Conservazione e Management del patrimonio audiovisivo

 

Il corso di tiene presso la sede di Lecce, direttore: Paolo Cherchi Usai

Il Corso triennale di Conservazione e Management del Patrimonio Audiovisivo intende formare professionisti specializzati nel restauro (analogico e digitale) dell'immagine in movimento e in tutte le attività legate all'acquisizione, preservazione e diffusione culturale delle opere cinematografiche.

L'impostazione didattica del Corso di Conservazione e Management del Patrimonio Audiovisivo intende porre in evidenza l'intera gamma delle funzioni e delle responsabilità inerenti la gestione di una collezione audiovisiva pubblica o privata: la selezione, ispezione e analisi approfondita dei reperti cinematografici; il loro trattamento conservativo; la loro catalogazione; il loro restauro, nel formato di origine e in riproduzione digitale; la loro valorizzazione culturale, in forma di proiezioni, accessibilità sui nuovi media e ricerche storiche; gli aspetti etici, finanziari, amministrativi, gestionali e strategici concernenti le attività di una cineteca.

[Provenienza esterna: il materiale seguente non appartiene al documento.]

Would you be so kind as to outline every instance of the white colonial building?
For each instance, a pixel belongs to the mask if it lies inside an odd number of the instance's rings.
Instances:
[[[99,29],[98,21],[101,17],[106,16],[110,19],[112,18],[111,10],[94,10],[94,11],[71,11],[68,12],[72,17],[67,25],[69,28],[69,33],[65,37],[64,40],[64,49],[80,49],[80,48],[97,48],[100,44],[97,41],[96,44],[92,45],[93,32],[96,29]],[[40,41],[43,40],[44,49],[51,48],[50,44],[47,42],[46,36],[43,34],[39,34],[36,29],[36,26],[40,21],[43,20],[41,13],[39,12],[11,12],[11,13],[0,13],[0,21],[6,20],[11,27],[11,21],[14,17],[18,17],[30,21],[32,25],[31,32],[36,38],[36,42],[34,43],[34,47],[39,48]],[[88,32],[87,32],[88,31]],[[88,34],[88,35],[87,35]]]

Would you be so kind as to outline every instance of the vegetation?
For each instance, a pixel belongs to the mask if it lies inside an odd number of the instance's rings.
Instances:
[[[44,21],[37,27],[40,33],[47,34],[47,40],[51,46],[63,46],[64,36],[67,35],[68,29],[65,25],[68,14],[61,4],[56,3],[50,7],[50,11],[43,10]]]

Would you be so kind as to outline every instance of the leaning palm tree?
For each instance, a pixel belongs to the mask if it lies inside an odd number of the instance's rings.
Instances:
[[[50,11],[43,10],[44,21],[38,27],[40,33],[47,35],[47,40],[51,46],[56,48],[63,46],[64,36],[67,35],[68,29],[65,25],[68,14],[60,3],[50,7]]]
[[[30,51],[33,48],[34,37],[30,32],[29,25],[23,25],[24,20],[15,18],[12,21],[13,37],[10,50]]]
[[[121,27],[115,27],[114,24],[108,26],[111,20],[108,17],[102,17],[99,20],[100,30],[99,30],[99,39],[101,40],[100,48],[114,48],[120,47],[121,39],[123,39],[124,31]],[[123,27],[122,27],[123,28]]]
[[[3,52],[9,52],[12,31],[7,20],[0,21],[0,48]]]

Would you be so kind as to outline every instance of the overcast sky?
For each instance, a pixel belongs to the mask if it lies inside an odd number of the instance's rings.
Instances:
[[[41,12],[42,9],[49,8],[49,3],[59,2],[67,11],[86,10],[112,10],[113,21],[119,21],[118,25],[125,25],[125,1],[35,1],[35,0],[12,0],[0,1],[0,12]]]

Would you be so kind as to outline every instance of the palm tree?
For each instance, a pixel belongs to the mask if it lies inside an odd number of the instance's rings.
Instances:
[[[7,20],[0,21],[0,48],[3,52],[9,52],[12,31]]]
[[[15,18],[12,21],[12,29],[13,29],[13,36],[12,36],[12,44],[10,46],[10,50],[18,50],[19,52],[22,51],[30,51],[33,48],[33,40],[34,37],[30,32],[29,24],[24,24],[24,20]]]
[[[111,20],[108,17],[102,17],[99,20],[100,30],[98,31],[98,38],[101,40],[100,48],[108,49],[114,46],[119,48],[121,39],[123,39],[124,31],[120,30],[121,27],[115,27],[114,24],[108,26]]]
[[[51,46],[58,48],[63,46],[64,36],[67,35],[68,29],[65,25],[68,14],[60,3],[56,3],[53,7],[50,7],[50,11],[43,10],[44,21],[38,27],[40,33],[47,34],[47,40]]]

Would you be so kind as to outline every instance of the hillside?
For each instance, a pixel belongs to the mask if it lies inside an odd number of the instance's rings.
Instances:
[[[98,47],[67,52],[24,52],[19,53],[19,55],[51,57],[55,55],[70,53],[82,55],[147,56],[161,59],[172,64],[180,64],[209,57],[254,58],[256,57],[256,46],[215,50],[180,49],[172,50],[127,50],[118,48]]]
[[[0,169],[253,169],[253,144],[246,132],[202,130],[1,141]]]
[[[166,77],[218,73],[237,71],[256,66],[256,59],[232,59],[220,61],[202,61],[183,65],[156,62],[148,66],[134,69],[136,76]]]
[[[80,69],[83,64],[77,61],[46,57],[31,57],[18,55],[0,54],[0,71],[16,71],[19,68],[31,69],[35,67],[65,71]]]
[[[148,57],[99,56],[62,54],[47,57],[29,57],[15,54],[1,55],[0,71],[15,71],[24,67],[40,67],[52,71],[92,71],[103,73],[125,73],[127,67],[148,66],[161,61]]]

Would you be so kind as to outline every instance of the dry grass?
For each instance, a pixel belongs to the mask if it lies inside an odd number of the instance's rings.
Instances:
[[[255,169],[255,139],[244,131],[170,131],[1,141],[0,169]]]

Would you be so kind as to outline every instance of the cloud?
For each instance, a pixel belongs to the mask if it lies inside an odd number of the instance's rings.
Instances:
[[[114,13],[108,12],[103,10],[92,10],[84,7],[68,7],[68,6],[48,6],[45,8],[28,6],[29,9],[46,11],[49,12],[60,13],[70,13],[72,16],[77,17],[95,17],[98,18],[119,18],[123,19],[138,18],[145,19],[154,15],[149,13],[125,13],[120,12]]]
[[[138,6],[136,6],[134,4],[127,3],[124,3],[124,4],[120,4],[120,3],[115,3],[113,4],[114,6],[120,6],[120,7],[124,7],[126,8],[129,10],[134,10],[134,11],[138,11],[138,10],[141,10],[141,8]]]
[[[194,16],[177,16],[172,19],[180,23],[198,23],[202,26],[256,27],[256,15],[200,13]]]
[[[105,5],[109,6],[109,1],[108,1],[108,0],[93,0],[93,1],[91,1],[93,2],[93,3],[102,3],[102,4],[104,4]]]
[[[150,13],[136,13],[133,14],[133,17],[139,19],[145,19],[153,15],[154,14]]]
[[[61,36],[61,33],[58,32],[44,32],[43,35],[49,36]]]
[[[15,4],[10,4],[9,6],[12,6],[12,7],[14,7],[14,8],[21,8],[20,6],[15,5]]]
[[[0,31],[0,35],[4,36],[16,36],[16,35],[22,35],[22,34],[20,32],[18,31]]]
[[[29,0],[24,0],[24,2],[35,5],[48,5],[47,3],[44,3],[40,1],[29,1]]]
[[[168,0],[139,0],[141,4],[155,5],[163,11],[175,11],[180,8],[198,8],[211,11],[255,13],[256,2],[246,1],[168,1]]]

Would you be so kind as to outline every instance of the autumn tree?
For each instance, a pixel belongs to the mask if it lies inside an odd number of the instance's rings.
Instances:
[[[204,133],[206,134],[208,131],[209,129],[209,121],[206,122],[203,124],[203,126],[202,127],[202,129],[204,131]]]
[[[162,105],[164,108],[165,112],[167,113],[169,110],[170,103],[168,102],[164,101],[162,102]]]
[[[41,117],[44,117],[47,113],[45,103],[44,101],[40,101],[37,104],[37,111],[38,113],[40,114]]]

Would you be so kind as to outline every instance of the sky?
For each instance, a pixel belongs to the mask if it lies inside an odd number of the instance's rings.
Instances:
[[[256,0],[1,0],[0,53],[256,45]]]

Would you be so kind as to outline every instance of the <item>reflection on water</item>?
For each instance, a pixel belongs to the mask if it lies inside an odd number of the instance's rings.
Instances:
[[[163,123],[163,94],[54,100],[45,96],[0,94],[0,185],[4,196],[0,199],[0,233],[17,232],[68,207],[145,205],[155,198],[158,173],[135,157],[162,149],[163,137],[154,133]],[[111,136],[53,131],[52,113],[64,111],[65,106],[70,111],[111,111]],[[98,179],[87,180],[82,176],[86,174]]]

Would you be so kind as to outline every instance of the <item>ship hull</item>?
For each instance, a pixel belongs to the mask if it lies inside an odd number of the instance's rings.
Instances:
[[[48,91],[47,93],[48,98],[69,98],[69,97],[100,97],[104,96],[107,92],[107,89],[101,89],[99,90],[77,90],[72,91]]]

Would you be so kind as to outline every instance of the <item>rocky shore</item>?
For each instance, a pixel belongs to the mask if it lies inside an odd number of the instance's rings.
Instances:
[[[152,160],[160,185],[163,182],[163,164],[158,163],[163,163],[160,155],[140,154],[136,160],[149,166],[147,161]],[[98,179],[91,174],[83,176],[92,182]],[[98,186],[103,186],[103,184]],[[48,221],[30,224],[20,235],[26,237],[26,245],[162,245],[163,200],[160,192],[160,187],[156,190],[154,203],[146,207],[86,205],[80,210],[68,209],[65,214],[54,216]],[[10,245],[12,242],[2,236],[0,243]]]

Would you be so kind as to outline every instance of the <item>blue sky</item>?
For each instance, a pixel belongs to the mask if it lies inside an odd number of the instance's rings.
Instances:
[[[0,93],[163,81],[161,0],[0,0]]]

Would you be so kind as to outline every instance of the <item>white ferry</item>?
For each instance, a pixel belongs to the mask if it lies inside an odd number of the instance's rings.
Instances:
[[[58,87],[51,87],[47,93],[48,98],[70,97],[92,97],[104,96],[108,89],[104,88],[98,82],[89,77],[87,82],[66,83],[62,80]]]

L'obiettivo ultimo del Corso è quello di formare una nuova generazione di professionisti dotati di tutte le conoscenze necessarie a entrare con successo nel mondo del lavoro pertinente alla conservazione del patrimonio audiovisivo in tutti i suoi aspetti, da quello tecnico a quello culturale e manageriale. A tale scopo, il CSC incoraggia la presentazione di candidature al Corso da parte di studenti dotati di una forte motivazione all'iniziativa e all'eccellenza in ogni sfera del lavoro di conservazione dell'immagine in movimento.

Il Corso è costituito da discipline teoriche di base, seminari, esercitazioni, realizzazioni di restauri cinematografici (analogici e digitali) su committenza reale e/o simulata, e da eventuali stages presso collezioni pubbliche e private o laboratori di restauro cinematografico.